The first generation of charter schools in Texas includes the Raul Yzaguirre School for Success in Southeast Houston.

Adriana Tamez is the deputy superintendent of the Houston campuses. She supports the charter school bill in the Texas Legislature — and not just because it would grow the ranks.

The accountability is really big. For me, the most important part of this bill.

Besides increasing the cap on charter school contracts, the bill aims to tighten the rules for charters with poor academics.

Our students, our children, do not have time to waste. And if we are not performing, if we’re not doing good by them, then by golly, step aside and let those who know what they’re doing or on the right path to making sure that our kids are successful, do their work.

Currently, it can take years for Texas to shut down a poor performing charter school.

One reason is that a charter operator has legal property rights.

David Anthony is the CEO of the advocacy group Raise Your Hand Texas. He’s worked on the bill with State Sen. Dan Patrick, a Republican from Houston and key lawmaker on education.

There has been a perception that once an entity receives a charter from the state board of education that that is a property right and closing the charter has taken anywhere from six to one ongoing case of 12 years to cease operations of a charter that has been granted.
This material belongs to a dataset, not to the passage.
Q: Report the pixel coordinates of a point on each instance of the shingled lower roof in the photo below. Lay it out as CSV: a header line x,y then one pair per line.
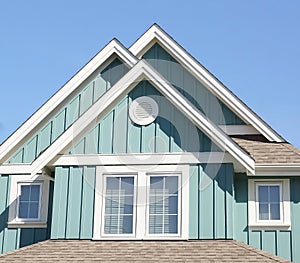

The Texas Education Agency can’t act quickly to revoke a charter, according to a recent report. To help fix that, the bill would give new charter schools an initial five year term to prove themselves.

Anthony says that time period is critical.

Most charters, you can predict their success or failure in the future based on their first three or four years of operation. Generally those that perform well in the first three years continue to operate well, and those that don’t, continue to have problems up and down in performance or in operation over the next several years.

Under the bill, new charters would have to earn good grades from the state for most of those first five years. Otherwise, they won’t get the next 10-year license.

On the flip side, the bill would speed up the renewal process for high performing charters.